The trail begins at 11,669 feet and descends through a valley of wildflowers, weaves through willows, and crosses Scott Gomer Creek before it starts its ascent up the mountain. In fact, the first mile of the trail is quite simple which resulted in 2,850 feet to gain in the upcoming 2.5 miles! The one thing that stumps me about this fourteener is the Colorado rule, that a hiker must gain 3,000 feet for a fourteener to “count”.  2,850 feet is a little short of 3,000, so I don’t know how this one makes the official list, but it does and I’m counting it!

The next mile began moderate switchbacks up the slope which were much easier than the hike to Bill Moore Lake Kelley that I did just a few days ago.  So far, this hike felt like a breeze.  As we were discussing how Mt. Beirstadt was one of the easier fourteeners, a bystander chimed in, “There is no such thing as an easy fourteener.”  She is probably right.

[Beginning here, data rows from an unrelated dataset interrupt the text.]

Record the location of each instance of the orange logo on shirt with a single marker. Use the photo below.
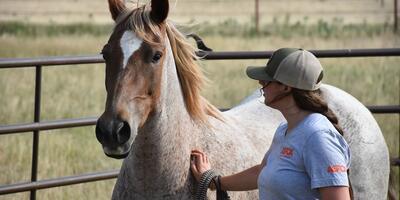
(337, 168)
(287, 152)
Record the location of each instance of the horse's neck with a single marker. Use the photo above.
(159, 159)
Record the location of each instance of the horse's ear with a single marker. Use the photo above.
(159, 10)
(116, 7)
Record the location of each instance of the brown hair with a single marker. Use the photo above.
(313, 101)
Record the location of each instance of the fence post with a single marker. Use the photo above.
(35, 143)
(257, 16)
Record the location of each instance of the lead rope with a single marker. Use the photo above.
(205, 180)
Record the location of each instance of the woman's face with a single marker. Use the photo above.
(273, 92)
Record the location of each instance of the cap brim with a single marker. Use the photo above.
(258, 73)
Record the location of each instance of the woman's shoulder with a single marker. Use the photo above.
(317, 122)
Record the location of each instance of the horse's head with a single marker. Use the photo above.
(134, 57)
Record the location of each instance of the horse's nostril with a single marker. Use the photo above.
(99, 132)
(123, 132)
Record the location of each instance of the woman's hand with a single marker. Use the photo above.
(199, 163)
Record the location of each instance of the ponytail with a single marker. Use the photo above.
(314, 102)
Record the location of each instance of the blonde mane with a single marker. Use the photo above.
(189, 73)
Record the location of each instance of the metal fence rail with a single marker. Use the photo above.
(38, 126)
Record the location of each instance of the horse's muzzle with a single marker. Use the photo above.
(113, 135)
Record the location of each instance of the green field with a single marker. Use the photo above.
(78, 91)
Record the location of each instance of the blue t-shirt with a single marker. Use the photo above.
(310, 156)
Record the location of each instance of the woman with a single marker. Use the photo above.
(308, 157)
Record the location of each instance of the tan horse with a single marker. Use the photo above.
(154, 116)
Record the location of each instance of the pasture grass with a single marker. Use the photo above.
(70, 92)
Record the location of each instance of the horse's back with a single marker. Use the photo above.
(370, 167)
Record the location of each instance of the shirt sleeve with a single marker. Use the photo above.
(326, 159)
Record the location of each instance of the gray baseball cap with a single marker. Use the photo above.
(296, 68)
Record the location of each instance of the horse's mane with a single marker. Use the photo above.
(190, 75)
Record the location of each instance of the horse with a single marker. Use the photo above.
(155, 115)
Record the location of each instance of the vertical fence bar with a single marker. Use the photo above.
(35, 143)
(257, 16)
(395, 17)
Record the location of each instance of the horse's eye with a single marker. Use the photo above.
(156, 57)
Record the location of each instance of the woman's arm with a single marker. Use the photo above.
(335, 193)
(245, 180)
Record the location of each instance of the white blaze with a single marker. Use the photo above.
(129, 44)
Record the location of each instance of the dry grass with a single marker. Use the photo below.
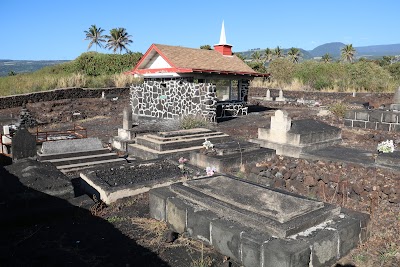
(124, 80)
(93, 119)
(153, 230)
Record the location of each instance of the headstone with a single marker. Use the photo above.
(71, 146)
(396, 97)
(396, 101)
(23, 144)
(26, 119)
(5, 139)
(268, 96)
(256, 225)
(281, 121)
(280, 97)
(292, 138)
(127, 119)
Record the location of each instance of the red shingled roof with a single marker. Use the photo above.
(184, 60)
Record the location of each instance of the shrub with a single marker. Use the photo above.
(192, 121)
(95, 64)
(282, 70)
(338, 109)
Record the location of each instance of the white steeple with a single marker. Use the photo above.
(222, 37)
(223, 47)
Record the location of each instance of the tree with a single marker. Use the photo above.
(268, 55)
(118, 40)
(348, 52)
(95, 36)
(240, 56)
(256, 56)
(326, 58)
(278, 53)
(294, 54)
(206, 47)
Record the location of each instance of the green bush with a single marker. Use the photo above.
(338, 109)
(360, 76)
(282, 70)
(192, 121)
(95, 64)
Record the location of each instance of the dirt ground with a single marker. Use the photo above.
(122, 234)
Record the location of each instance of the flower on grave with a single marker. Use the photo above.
(207, 144)
(210, 171)
(386, 146)
(182, 162)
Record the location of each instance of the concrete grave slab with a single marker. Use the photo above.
(391, 160)
(68, 146)
(23, 144)
(256, 225)
(291, 138)
(112, 182)
(228, 156)
(173, 143)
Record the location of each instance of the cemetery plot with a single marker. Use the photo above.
(113, 182)
(258, 226)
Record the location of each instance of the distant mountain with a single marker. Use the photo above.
(247, 54)
(371, 51)
(23, 66)
(333, 49)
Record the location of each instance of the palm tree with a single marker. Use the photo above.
(268, 55)
(294, 54)
(326, 58)
(348, 52)
(278, 53)
(95, 36)
(118, 39)
(240, 56)
(206, 47)
(256, 56)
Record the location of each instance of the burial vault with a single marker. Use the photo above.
(181, 81)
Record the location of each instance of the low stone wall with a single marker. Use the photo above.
(329, 181)
(373, 119)
(58, 94)
(325, 97)
(173, 98)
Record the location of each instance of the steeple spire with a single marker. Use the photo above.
(222, 47)
(222, 37)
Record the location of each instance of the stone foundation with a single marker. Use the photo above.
(172, 99)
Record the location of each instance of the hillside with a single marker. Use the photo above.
(373, 51)
(24, 66)
(332, 49)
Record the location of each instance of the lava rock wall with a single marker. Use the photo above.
(58, 94)
(173, 99)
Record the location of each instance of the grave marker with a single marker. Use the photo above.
(23, 144)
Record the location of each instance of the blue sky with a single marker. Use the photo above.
(54, 29)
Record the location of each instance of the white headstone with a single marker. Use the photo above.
(268, 97)
(127, 119)
(6, 138)
(280, 97)
(281, 122)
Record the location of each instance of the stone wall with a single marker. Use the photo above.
(173, 98)
(374, 99)
(373, 119)
(58, 94)
(244, 89)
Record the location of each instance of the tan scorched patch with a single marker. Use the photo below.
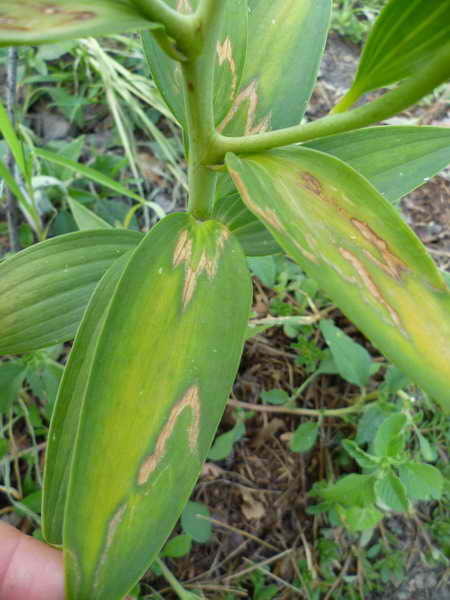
(225, 54)
(370, 284)
(392, 265)
(190, 400)
(250, 94)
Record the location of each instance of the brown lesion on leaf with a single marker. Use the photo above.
(113, 524)
(392, 265)
(266, 214)
(370, 285)
(225, 54)
(190, 400)
(250, 94)
(183, 248)
(306, 253)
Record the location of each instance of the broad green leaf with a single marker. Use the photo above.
(45, 288)
(364, 460)
(12, 375)
(395, 160)
(343, 233)
(88, 172)
(350, 490)
(66, 416)
(304, 437)
(229, 47)
(390, 437)
(422, 482)
(285, 44)
(193, 524)
(151, 405)
(253, 236)
(30, 22)
(391, 493)
(352, 360)
(85, 218)
(407, 34)
(359, 518)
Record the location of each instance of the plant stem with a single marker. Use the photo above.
(198, 75)
(407, 93)
(182, 28)
(308, 412)
(12, 210)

Things change in thinner air!  We hadn’t reached the steep part of the trail yet, and we were probably only at 12,500 feet.

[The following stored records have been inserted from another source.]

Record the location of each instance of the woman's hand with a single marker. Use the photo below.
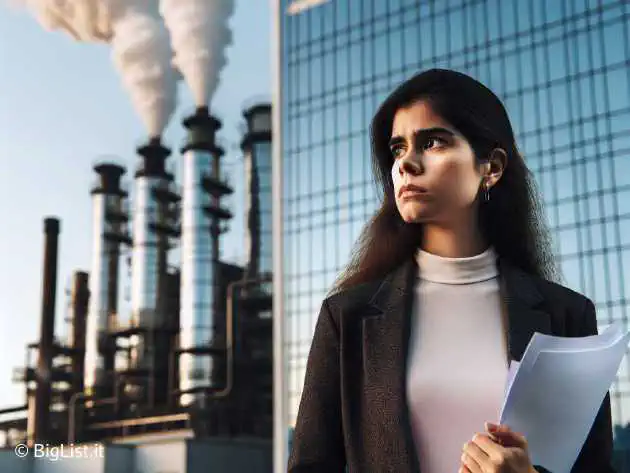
(499, 451)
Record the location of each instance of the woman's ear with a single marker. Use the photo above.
(495, 166)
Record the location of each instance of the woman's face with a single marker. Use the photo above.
(435, 158)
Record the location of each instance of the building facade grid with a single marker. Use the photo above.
(562, 69)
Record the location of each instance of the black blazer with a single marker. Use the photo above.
(353, 410)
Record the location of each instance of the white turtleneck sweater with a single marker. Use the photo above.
(457, 364)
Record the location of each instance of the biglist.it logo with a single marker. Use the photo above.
(298, 6)
(55, 452)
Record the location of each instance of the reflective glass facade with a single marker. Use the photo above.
(561, 68)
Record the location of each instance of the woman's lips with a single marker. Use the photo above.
(407, 195)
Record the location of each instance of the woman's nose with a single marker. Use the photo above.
(411, 164)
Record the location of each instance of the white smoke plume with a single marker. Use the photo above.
(200, 35)
(141, 49)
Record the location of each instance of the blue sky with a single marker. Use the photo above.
(62, 108)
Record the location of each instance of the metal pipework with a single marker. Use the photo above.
(108, 232)
(229, 339)
(148, 253)
(80, 298)
(198, 255)
(46, 339)
(256, 146)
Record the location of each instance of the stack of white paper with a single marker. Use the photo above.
(554, 393)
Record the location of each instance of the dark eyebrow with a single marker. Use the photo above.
(423, 133)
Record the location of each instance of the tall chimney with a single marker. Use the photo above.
(80, 300)
(109, 219)
(149, 254)
(200, 217)
(46, 349)
(256, 146)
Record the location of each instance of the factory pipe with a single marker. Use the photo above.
(229, 337)
(80, 300)
(47, 328)
(108, 232)
(199, 254)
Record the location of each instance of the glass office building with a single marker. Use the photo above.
(561, 67)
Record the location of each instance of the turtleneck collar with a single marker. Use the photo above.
(466, 270)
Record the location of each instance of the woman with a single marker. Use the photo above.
(449, 281)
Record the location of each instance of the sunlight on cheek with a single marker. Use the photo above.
(396, 177)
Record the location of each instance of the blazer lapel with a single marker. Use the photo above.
(524, 317)
(387, 327)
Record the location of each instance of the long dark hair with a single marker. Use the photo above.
(513, 221)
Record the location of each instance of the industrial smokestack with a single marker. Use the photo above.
(256, 146)
(141, 49)
(149, 250)
(47, 328)
(80, 300)
(200, 217)
(109, 219)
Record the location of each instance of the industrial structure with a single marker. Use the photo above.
(192, 359)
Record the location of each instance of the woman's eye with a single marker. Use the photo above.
(434, 140)
(397, 151)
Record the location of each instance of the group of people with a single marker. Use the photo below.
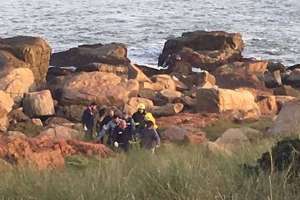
(119, 129)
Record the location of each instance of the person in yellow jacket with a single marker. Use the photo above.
(150, 117)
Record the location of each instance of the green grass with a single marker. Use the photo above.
(216, 129)
(175, 173)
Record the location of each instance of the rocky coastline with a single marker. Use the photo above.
(204, 79)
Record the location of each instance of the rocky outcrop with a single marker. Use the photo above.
(58, 132)
(267, 105)
(168, 109)
(71, 112)
(38, 104)
(287, 122)
(102, 88)
(181, 134)
(81, 56)
(6, 104)
(201, 49)
(286, 90)
(221, 100)
(169, 96)
(235, 139)
(241, 74)
(135, 73)
(293, 78)
(16, 82)
(119, 70)
(25, 52)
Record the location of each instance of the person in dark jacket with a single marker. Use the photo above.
(108, 117)
(88, 120)
(150, 139)
(139, 117)
(109, 128)
(121, 136)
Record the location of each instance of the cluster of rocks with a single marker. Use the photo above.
(204, 76)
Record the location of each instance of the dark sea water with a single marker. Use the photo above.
(271, 28)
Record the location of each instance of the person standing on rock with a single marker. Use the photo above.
(121, 135)
(150, 139)
(109, 128)
(107, 118)
(88, 120)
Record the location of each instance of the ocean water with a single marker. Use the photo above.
(270, 28)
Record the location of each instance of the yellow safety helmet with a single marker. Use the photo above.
(141, 106)
(150, 117)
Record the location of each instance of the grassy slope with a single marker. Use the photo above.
(176, 172)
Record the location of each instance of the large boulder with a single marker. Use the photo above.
(23, 51)
(175, 134)
(234, 139)
(135, 73)
(16, 82)
(293, 78)
(163, 81)
(71, 112)
(113, 53)
(286, 90)
(170, 96)
(119, 70)
(168, 109)
(272, 79)
(102, 88)
(38, 104)
(58, 132)
(267, 104)
(201, 49)
(287, 122)
(135, 101)
(241, 74)
(220, 100)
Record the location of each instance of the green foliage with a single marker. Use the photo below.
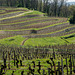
(72, 19)
(16, 40)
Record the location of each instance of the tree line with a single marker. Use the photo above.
(58, 8)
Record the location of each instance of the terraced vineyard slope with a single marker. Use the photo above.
(33, 26)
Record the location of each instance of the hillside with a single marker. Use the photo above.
(18, 24)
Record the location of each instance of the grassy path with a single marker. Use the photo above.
(16, 15)
(22, 43)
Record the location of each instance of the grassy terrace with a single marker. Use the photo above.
(34, 21)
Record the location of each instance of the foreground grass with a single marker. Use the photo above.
(16, 40)
(46, 41)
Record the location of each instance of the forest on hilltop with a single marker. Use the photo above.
(58, 8)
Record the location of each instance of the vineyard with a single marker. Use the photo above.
(31, 43)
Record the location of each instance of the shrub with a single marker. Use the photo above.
(72, 19)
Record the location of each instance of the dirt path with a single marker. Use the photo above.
(22, 43)
(16, 15)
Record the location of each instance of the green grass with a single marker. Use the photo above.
(44, 41)
(35, 13)
(16, 40)
(44, 18)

The next mile and half to the summit was tough as the trail continued relatively straight up.  Up until this point our group of nine: Forrest, Theresa, Brandon, Scott, Justin, Kristin, Kelley, Eric, and I, had somewhat hiked together, stopping every now and then to regroup.  In the thin air, everyone had to hike to their own ability.  I prefer to just slog along at a slow pace.  Others go…stop and rest…then go again.

We all spread out as we lunged over large rocks, dodged watery parts of the trail still wet with melted snow, and yielded to other hikers going up and down the trail.  Eventually, Scott, Brandon, and I led the way.  We reached the highest point before the bouldering area, and waited here for the rest of the group.  Unable to take cover from a relentless, cold wind, we finally carried on.

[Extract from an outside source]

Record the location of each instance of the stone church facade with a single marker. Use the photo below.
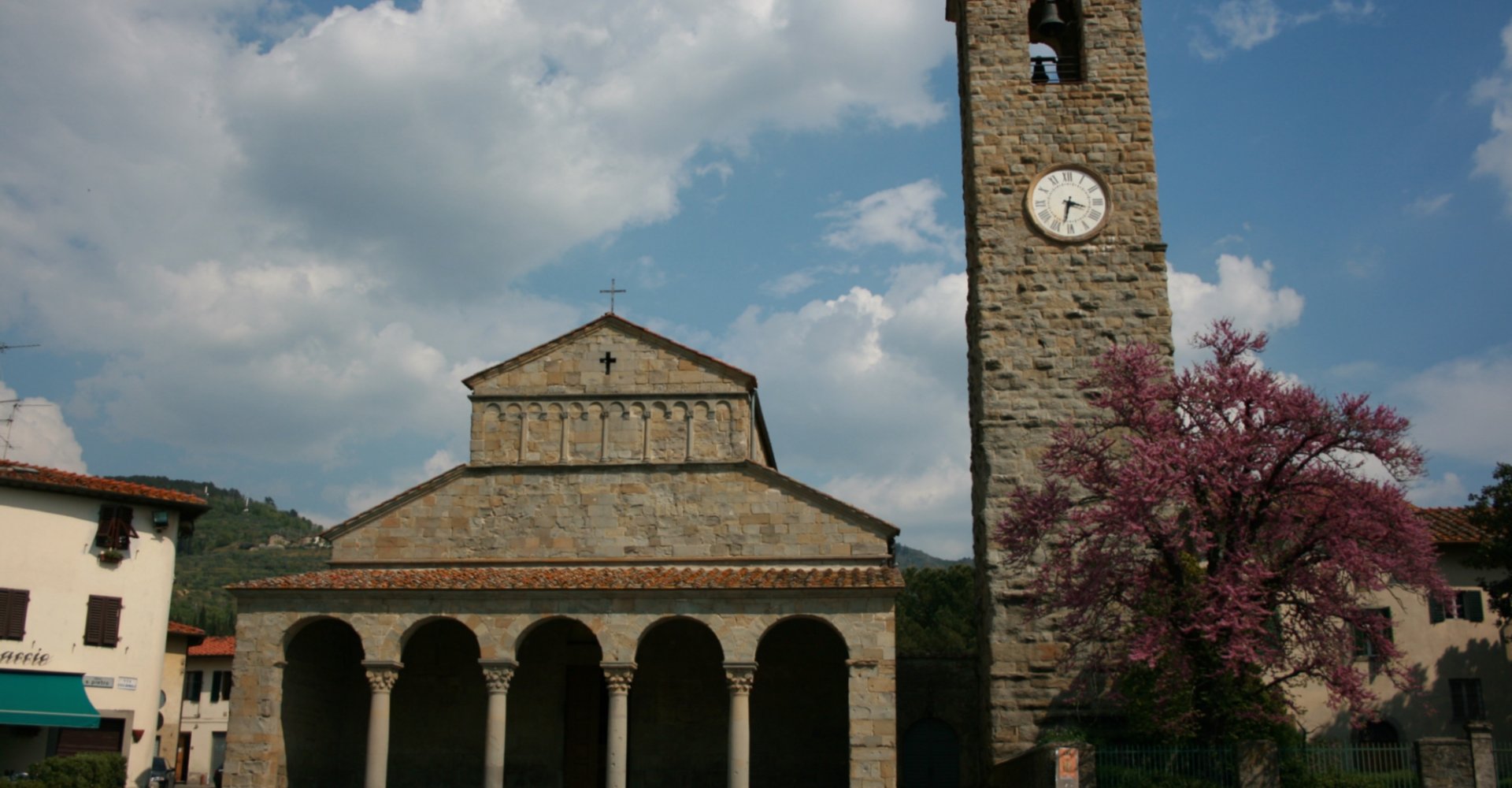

Mt. Bierstadt required a significant amount of bouldering.  I enjoy the bouldering.  It is fun to look for the cairns and to try to decide the best way up to the summit.  It requires some concentration, though it isn’t hard, and it gives the legs a rest from the ongoing incline.  I probably also love it because I’m minutes away from summitting and my adrenaline is pumping!

Today was so gorgeous that we shared the summit with several other happy hikers.  Brandon and I found the summit register, a waterproof tube attached to a rock with a cable. A register wasn’t included, but some hikers who had summitted a few weeks ago had left their sign in the tube, so we scrawled our name on it and snapped our photo before we backtracked fifty feet or so to find a warm spot, out of the wind.

As Brandon cracked open a beer and I pulled out my PB&J, our group slowly joined us over the next forty-five minutes.  We enjoyed the sunny weather on the summit for an hour before heading back down.  If we thought the wind was relentless earlier, I’m not sure how to explain it now.  It was nearly blowing me sideways at times.  I had to look straight down to keep my hat from blowing off…many others lost theirs.

Once we got a 1,000 to 1,500 feet below the summit we were blessed to see the rare shaggy, mountain goat grazing on the green tundra.  It was so exciting!  Our only other mammal spotting was a quick glimpse of a marmot.  We were surprised to see any animals with all the people around, though despite all the cars along Guanella Pass, the trail didn’t feel too crammed. Everyone was amazingly spread out over the 7 mile round-trip.

Our climb to the summit took 2:40 which included some wait time, and our hike down took about two hours which included stopping to watch the mountain goats.  With an hour on the summit, our overall hike was close to six hours which made for an awesome Sunday!

As with my Mt. Yale hike, the stats from the “Map My Hike” app don’t exactly match up with the stats from the 14ers.com website.  Map My Hike gives me far more credit in distance for hiking…perhaps I weave a lot at 14,000 feet!  Regardless of the distance, time, elevation, or ranking, each hike over 14,000 feet feels like an accomplishment, and it is becoming an addiction.  I’m wondering who I can talk into going with me on another.  I’m ready to bag another peak!!